Micron has been able to sell some products to Huawei that aren’t subject to restrictions – but not enough, apparently. Huawei remains on the government’s so-called Entity List.
“Sales to Huawei declined sequentially and were down meaningfully from the levels we anticipated prior to the addition of Huawei to the Entity List,” said Micron CEO Sanjay Mehrotra on a conference call with analysts Thursday.
“We have applied for licenses with the Department of Commerce that would allow us to ship additional products, but there have been no decisions on licenses to date. We see ongoing uncertainty surrounding US-China trade negotiations,” Mehrotra added.
“If the Entity List restrictions against Huawei continue and we are unable to get licenses, we could see a worsening decline in our sales to Huawei over the coming quarters,” he concluded.
Those comments spooked Wall Street. Shares of Micron (MU) fell 11% Friday, making it the worst performer in the S&P 500. The stock is still up more than 35% in 2019 though.

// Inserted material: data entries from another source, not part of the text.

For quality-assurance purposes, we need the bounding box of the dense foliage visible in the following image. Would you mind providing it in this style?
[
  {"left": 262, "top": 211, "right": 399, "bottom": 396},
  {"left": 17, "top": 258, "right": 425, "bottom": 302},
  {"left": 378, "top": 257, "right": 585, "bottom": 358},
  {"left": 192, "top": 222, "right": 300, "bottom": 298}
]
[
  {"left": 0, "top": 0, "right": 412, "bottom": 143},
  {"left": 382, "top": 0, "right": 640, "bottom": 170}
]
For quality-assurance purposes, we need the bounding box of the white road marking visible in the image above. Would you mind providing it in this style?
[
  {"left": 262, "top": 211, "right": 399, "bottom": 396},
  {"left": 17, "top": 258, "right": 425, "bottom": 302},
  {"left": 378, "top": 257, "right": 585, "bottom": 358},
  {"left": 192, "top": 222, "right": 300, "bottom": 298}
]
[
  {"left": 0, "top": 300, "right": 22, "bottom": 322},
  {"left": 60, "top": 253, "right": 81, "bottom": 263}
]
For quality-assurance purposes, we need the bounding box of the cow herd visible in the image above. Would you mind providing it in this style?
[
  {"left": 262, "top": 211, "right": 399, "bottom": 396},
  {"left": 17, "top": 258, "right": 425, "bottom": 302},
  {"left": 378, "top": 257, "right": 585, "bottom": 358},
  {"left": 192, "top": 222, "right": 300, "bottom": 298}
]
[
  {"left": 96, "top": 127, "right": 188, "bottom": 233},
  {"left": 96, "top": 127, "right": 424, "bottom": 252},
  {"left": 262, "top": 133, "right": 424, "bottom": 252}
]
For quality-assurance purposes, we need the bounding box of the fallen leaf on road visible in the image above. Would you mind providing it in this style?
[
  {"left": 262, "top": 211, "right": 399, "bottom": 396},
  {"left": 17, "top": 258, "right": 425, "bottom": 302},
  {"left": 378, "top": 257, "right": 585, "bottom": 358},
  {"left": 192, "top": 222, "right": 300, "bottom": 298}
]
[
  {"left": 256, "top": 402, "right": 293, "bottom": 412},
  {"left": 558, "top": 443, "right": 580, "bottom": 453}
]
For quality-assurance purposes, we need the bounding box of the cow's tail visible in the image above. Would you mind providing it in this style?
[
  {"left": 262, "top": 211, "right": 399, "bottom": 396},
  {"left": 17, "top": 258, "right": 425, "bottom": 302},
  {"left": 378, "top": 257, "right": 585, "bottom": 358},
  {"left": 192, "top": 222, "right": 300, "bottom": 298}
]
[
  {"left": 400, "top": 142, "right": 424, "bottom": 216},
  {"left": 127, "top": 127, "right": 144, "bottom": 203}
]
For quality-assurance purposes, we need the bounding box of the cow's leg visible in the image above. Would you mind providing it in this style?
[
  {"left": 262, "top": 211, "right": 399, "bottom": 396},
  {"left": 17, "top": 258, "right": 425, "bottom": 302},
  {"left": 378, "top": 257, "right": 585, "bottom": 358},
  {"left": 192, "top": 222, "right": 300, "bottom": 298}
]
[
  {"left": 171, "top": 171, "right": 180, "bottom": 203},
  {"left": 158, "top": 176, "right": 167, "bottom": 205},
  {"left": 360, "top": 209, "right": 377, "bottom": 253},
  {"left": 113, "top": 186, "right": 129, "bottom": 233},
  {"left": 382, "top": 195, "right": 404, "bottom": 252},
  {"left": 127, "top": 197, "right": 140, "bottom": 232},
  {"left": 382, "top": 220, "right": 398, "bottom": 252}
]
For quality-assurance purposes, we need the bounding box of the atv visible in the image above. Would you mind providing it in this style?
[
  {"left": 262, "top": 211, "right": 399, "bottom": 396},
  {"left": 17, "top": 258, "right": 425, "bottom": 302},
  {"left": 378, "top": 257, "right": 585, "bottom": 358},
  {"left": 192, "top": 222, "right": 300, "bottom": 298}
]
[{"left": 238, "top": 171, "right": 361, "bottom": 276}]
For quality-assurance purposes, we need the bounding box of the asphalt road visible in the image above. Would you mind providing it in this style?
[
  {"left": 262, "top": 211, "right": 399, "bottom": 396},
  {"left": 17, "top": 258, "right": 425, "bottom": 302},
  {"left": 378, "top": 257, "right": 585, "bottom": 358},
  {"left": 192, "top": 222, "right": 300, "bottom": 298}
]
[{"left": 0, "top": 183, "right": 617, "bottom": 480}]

Micron’s history with China
Yet Micron does have a major gripe with China regarding trade secrets. It sued China’s state-backed Fujian Jinhua and Taiwanese semiconductor company United Microelectronics Corporation in California federal court in December 2017, claiming that they misappropriated intellectual property.
The Justice Department followed suit last November, charging Fujian Jinhua, United Microelectronics and three Taiwanese individuals with conspiracy to steal trade secrets from Micron.
At the time, Micron thanked the federal government for the support.
“Micron has invested billions of dollars over decades to develop its intellectual property,” Joel Poppen, general counsel at Micron, said. He said he hoped the lawsuit would “reinforce that criminal misappropriation will be appropriately addressed.”
Although Micron supports the Trump administration’s efforts to tackle the thorny issue of IP theft, Trump’s trade policies are clearly hurting the company.
Mehrotra said during Thursday’s call that “we are very much focused on continuing to diversify our revenue base” but conceded that “the Huawei entity listing does have an effect on some of our shipments.”
There’s another China worry, as well. Chinese customers might be stockpiling Micron’s memory chips due to the trade war.
“One of the big concerns or debates in the financial community at the moment is whether the pickup in memory volumes that I think Micron has seen, is that mostly being driven by fundamentals or is this just potential inventory stocking because of some of the trade concerns?” Goldman Sachs analyst Mark Delaney asked Mehrotra on the conference call.
Mehrotra admitted that “there may be some level of inventory build in China … by certain customers.”
“We have seen increased demand from customers headquartered in Mainland China, some of whom could be making strategic decisions to build higher levels of inventory in the face of increased trade tensions between the US and China,” Mehrotra said.
Correction: An earlier version of this article mischaracterized Micron's ability to sell some products to Huawei.